The lawsuit alleges one other scheme involving another hospital - Janesville, Wisc.-based Mercy Health System - that allegedly has hired Bear Stearns and Kiferbaum's construction company and won certificate of need approval before the planning board at the same April meeting in which the Edward project was rejected. Mercy wants to build an $81 million 70-bed hospital called Mercy Crystal Lake Hospital and Medical Center in Crystal Lake, a far northwest suburb of Chicago.

The lawsuit claims Bear Stearns underwrote a transaction, but Illinois Finance Authority officials said it has not yet received any documents related to the transaction. The hospital released a statement Friday saying: "We have been contacted regarding an inquiry into the Illinois Certificate of Need matter. We understand that multiple other parties have been contacted as well. Because inquiries like this one are always sensitive, we must limit our comments for now, but we can tell you that we believe that we have acted properly. In addition, we have been cooperative and intend to continue to cooperate with the inquiry."
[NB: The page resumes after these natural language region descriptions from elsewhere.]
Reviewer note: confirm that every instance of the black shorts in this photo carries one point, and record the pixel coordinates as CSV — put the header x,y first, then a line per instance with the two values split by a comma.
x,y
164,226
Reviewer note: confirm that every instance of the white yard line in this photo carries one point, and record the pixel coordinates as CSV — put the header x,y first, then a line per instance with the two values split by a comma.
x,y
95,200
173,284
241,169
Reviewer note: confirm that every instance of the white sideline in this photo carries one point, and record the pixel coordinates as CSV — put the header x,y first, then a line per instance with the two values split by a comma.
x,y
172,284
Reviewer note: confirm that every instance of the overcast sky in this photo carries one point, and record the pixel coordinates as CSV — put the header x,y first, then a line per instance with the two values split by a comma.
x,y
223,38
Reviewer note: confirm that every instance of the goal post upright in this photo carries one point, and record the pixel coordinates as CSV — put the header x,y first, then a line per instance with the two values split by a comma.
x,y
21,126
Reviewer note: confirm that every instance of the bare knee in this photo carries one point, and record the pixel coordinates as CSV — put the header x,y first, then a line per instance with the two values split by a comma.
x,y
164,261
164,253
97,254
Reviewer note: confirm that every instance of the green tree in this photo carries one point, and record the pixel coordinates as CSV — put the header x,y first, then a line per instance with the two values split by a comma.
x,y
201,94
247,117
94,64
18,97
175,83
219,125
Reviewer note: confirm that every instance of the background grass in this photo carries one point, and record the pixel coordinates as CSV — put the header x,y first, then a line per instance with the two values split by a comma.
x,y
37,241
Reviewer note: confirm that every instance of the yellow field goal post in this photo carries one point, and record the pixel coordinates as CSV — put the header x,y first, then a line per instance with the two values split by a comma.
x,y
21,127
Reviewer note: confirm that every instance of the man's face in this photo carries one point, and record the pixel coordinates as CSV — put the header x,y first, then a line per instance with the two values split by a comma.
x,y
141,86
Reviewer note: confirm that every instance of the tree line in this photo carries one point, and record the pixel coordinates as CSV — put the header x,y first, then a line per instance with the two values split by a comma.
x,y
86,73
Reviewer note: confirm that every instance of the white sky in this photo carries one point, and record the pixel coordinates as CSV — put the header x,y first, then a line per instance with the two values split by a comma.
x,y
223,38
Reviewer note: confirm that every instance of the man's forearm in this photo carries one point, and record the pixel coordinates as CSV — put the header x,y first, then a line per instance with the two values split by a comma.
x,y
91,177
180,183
Cheryl Jackson, a spokeswoman for Gov. Rod Blagojevich, said the state has initiated a criminal investigation into the board's approval of the Mercy project but it's on hold pending a federal investigation. "We asked our inspector general to investigate but will wait for the U.S. attorney's office to finish its investigation," she said. A recent gossip column item reported that the U.S. attorneys' office had subpoenaed Thomas Beck and other board members.

Several market participants said the allegations outlined in the suit alone stand to stain Bear Stearns' reputation here in the near-term, but they did not want to speculate on its long-term impact. "That will depend on what happens with the lawsuit," said one market source. While the charges related to the Edward Hospital expansion surprised some, another alleged scheme mentioned in the lawsuit involving the state's mammoth pension sale last year did not.

Bear Stearns won the top underwriting position on Illinois' $10 billion taxable general obligation pension sale last June despite the fact that it didn't rank in the top 10 list of firms underwriting high-grade corporate deals - the market in which the state's issue was priced.

The firm stunned market participants and Illinois politicians when it eventually disclosed that it had paid more than an $800,000 consultants fee to Republican heavyweight Robert Kjellander's Springfield Consulting Group LLC for its assistance in winning the top underwriting spot on the pension issue. In a story published last year, The Bond Buyer revealed a series of political connections and campaign contributions that linked Bear Stearns and Kjellander to Blagojevich and key members of his administration.

According to a page of the lawsuit printed in the Sun-Times, the suit states that Bear Stearns won the deal through unlawful kickbacks. "Had the state of Illinois known that defendants obtained the $10 billion pension bond underwriting as part of a criminal kickback scheme, the state of Illinois would not have issued or approved Bear Stearns as an underwriter," the lawsuit reads. The lawsuit claims the state is entitled to the amount it paid Bear Stearns in underwriting fees - $8 million.

The lawsuit provides no additional details of the pension deal kickback. Jackson reiterated the state's longtime defense of its selection of the firm. "Bear Stearns was picked through an open and competitive process and they have a long history as blue chip company with high volume bond deals," she said.